The CT feature of lobulation is associated with the overexpression of K17. This suggests the potential role of CT as an imaging biomarker which reflects the overexpression of K17 in lung carcinoma. Although statistical significance was not reached, there was a trend for the K17-positive tumors to be in a more central location. Ground glass opacities were not predictive of tumor type. Perhaps a combination of multiple CT features would further be predictive of outcome in these patients. Although, multi-variant analysis was performed the number of studies available was considered too small to reach significance.

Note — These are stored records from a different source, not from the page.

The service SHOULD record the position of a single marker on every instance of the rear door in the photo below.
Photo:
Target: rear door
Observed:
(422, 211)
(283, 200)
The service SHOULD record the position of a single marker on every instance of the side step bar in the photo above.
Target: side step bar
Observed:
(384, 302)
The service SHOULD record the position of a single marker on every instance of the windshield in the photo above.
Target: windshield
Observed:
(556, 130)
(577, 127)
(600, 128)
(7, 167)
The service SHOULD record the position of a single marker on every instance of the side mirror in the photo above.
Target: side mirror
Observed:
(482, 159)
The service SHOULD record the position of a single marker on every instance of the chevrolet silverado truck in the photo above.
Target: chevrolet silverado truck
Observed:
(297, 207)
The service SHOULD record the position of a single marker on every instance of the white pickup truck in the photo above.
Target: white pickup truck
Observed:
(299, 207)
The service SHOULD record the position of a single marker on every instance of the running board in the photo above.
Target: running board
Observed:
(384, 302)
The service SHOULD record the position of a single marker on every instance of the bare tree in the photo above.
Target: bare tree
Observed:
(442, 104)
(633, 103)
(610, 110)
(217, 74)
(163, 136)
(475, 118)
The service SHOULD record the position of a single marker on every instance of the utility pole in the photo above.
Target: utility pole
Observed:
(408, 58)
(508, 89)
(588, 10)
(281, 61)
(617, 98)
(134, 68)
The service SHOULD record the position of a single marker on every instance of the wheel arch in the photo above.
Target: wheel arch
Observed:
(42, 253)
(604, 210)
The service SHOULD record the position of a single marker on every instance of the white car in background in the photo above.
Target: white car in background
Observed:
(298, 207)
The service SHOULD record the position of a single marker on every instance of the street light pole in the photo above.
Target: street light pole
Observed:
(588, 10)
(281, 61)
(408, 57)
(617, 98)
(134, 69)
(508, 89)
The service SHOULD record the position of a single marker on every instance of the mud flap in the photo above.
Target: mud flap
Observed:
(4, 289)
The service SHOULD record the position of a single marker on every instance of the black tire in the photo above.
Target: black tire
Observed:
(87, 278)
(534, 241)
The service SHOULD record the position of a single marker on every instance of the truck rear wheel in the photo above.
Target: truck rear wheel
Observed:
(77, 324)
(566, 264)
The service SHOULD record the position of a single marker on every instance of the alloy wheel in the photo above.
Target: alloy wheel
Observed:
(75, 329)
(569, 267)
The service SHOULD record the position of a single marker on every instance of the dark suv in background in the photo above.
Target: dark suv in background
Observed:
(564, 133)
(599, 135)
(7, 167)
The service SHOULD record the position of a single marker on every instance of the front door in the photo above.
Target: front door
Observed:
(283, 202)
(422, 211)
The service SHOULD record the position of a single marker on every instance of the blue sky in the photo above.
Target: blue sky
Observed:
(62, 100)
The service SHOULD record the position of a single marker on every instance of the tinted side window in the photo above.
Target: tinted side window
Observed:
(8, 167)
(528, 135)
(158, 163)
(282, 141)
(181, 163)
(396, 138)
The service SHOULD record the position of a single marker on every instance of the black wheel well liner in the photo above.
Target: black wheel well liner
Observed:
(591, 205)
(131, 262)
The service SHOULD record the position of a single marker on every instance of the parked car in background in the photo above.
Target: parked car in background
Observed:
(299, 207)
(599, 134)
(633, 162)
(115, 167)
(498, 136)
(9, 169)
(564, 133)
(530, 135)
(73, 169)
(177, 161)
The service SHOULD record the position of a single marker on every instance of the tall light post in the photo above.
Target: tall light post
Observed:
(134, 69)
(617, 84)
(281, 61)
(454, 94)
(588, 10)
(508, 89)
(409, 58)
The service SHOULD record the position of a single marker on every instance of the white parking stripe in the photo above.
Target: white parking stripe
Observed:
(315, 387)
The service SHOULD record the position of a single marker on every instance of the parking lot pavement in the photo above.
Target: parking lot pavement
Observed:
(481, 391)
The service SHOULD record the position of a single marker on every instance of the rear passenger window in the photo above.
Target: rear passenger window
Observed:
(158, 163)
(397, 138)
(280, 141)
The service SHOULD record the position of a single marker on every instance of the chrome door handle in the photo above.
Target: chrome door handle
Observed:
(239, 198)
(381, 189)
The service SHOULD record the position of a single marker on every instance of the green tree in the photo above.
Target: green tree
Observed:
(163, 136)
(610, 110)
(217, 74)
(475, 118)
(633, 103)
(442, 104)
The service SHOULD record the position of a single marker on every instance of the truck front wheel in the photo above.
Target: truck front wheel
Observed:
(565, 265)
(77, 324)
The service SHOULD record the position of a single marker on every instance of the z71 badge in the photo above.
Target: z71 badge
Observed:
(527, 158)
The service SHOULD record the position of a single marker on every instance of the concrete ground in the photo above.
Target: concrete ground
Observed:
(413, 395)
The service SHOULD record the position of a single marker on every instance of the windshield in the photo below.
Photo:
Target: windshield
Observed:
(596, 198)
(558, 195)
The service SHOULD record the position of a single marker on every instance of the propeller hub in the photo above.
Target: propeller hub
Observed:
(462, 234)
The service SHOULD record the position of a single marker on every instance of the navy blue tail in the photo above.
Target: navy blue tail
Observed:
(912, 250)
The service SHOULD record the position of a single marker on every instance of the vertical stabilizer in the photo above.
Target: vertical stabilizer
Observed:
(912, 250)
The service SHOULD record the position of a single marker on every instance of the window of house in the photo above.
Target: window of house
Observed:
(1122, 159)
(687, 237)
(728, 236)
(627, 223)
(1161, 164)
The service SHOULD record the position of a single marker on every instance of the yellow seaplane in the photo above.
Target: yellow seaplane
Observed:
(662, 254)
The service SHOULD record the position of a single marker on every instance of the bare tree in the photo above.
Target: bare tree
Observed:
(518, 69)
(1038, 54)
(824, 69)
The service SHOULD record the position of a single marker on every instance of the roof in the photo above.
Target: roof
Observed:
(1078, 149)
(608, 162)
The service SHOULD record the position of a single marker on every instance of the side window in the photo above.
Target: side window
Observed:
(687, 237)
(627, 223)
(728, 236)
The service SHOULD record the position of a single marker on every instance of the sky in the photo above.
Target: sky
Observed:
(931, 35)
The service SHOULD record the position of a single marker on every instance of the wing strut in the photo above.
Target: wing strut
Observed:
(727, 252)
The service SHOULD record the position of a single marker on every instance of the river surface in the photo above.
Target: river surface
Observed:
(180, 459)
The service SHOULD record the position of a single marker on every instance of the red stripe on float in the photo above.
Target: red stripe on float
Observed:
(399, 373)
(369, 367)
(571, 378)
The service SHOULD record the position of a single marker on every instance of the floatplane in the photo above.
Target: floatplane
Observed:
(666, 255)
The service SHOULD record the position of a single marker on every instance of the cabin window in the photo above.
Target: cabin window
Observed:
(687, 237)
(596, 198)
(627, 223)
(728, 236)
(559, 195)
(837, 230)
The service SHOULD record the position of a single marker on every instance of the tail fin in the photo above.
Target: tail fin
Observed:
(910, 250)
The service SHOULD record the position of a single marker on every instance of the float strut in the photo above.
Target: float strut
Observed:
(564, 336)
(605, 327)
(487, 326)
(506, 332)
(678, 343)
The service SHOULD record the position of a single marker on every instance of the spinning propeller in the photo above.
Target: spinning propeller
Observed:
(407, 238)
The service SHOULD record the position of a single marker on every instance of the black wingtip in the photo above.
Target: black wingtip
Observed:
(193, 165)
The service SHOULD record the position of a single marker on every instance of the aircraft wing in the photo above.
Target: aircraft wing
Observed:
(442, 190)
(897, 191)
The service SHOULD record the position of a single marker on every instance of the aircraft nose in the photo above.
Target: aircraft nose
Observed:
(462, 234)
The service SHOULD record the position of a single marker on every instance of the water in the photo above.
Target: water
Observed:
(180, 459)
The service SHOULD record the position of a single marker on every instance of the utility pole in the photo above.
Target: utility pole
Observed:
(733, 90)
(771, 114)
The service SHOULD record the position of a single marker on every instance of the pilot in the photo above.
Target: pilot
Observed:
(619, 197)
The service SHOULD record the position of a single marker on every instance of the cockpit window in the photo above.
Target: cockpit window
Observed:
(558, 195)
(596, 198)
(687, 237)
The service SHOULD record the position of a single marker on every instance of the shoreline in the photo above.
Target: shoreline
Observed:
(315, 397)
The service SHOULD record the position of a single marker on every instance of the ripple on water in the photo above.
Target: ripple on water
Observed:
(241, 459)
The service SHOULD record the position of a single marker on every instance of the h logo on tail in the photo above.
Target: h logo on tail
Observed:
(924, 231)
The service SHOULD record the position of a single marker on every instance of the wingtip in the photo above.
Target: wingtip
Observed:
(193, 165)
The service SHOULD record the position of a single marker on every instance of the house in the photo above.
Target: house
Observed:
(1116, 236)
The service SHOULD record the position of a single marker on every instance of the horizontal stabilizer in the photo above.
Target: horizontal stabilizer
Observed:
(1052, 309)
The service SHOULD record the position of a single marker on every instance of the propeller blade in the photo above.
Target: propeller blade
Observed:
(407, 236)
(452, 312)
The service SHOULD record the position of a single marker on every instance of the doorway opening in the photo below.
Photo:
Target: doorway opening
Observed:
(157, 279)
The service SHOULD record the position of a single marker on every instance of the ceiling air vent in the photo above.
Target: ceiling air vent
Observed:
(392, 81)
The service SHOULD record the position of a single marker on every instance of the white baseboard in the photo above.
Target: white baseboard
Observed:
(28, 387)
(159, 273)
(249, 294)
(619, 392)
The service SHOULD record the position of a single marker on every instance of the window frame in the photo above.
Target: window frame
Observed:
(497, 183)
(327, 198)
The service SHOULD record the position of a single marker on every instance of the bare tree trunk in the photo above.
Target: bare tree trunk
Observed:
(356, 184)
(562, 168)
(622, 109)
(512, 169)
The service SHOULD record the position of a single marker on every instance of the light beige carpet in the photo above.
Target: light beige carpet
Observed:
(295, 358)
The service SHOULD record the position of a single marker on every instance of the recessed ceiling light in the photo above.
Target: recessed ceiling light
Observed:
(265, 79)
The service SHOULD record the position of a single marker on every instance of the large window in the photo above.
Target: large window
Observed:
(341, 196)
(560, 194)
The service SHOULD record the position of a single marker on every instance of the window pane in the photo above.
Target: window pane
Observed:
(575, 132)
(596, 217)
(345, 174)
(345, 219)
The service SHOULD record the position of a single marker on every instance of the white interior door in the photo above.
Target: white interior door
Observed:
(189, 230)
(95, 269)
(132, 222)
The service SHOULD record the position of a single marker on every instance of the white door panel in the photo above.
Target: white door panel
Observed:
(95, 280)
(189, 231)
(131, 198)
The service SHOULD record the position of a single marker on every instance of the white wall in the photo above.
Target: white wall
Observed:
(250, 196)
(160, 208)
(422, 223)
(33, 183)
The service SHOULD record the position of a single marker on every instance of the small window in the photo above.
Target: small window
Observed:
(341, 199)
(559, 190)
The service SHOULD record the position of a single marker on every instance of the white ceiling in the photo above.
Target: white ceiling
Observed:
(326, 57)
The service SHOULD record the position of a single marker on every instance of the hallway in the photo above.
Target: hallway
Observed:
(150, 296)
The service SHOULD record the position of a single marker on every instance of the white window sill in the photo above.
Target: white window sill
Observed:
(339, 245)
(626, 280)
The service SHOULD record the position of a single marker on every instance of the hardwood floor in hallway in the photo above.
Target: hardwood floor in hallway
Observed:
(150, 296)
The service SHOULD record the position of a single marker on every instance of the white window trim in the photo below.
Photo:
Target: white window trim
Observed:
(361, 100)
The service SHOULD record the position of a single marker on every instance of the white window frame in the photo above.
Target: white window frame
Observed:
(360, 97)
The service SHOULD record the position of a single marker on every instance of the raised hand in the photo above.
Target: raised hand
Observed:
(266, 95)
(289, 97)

Based on the survival data from prior reports K17 positive tumors are clinically more aggressive, further tumors overexpressing K17 may show focal rather than uniform distribution of K17 positive cells (8,10,18). Lobulation has been suggested to be a sign of differential growth pattern of tumors (11-17). The phenotypic expression of these tumors with focal expression of K17 may be lobulation of the tumor margins. Thus, if there is more rapid growth in localized areas of these tumors, perhaps this is associated with the focal areas of K17-overexpression. Additional studies clearly defining the histologic location and extent of K17 positive cells with imaging correlation will be needed to explore this possibility.
Multiple limitations are present in the study, overall the cohort site is relatively small however, multiple areas of statistical significance were reached. Although all imaging studies were of diagnostic quality, there was variability in imaging protocols. Newer CT technique such as dual energy may have provided additional information that was not available in this study. Since this is a reader study and all features were assessed in a semi-quantitative manner, this introduces potential bias. However, the inter-observer agreement in this study was moderate; suggesting that this bias was overcome.
Future studies using high-resolution CT images, dual energy and automated quantitative diagnostic tools to further assess additional textual features are necessary to potentially uncover the imaging biomarkers present within these tumors.
The authors would like to acknowledge the Research Histology Core Laboratory, Department of Pathology, Stony Brook Medicine for the technical support of this study.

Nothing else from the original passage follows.